Пока отец был жив, к нам во двор никто не заходил. На земле еще лежало множество нетесаных камней, при виде которых можно было подумать, что работы просто приостановлены и скоро возобновятся. Но когда между булыжниками и вдоль стен начала прорастать трава, все эти ненужные уже камни сразу стали казаться старыми и отслужившими свое. А когда отец умер, ими стали пользоваться как скамейками соседские кумушки, которые одна за другой, поначалу неуверенно, рискнули проникнуть под арку ворот как бы в поисках укромного уголка — посидеть в тенечке и тишине. А потом, увидев, что никто против этого не возражает, они оставили все колебания своим курам и присвоили себе наш двор, а заодно и колодец. Здесь они стирали белье, здесь же развешивали его на просушку, а затем, покуда солнце пронизывало веселым светом слепящую белизну развевающихся на веревке простыней и сорочек, распускали по плечам блестевшие от масла волосы и начинали искаться, как это делают обезьяны.

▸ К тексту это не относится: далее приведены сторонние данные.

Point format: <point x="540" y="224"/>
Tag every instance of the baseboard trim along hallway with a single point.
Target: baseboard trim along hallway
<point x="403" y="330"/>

Я никогда не высказывал по поводу этого вторжения ни удовольствия, ни досады, хотя меня и раздражал вид одной вечно хныкающей старухи, с запавшими глазами и горбом, выпирающим из-под выцветшего зеленого жакета. И еще меня тошнило от одной грязной, оборванной толстухи, с огромной грудью, всегда вытащенной из кофты, и от младенца у нее на коленях — с огромной, покрытой струпьями, поросшей рыжим пухом головой. Видимо, у моей жены был свой расчет не выгонять их с нашего двора: за какие-нибудь жалкие объедки и обноски они готовы были и поработать.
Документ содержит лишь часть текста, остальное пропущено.